Если бы не телевизор, Келлауэй мог бы вообразить, что никого нет дома. Но с другой стороны время шло к девяти, среда, где мог бы оказаться мужчина без ног, без денег в такое время? Нигде.
Он вышел из машины и встал рядом с ней, вслушиваясь в приливное шуршание воды. Телевизор он не слышал. Звук, очевидно, был отключен.

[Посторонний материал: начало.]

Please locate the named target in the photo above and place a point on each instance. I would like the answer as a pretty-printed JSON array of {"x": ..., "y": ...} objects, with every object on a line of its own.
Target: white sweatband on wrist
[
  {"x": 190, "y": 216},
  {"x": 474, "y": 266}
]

Келлауэй пошел к дому, под ногами его хрустел гравий… потом вдруг остановился и замер, вслушиваясь. Он расслышал шаги: почти был уверен в этом. Ему показалось, что по другую сторону его машины стоит мужчина. Боковым зрением он видел его. Келлауэй почувствовал, что боится взглянуть на мужчину прямо, не мог заставить себя повернуть голову.
Это был Джим Хёрст… Джим, который не ходил уже больше десятка лет. Джим, легко шагавший в ночи в десяти футах от него, по другую сторону машины. Он в любом случае узнал бы Джима, узнал бы по тому, как свисали по бокам его руки. На фоне дымной ночи он узнал изгиб его лысого черепа.
– Джим! – вскрикнул Келлауэй и сам с трудом узнал свой голос. – Джим, это ты?
Джим сделал медленный, тяжелый шаг ему навстречу, и Келлауэю пришлось закрыть глаза, ему непереносимо было видеть мужчину в темноте на краю дороги. От страха у него перехватило дыхание. Ему и вполовину не было так страшно, когда он крался в «Бриллианты посвящения» навстречу женщине с револьвером.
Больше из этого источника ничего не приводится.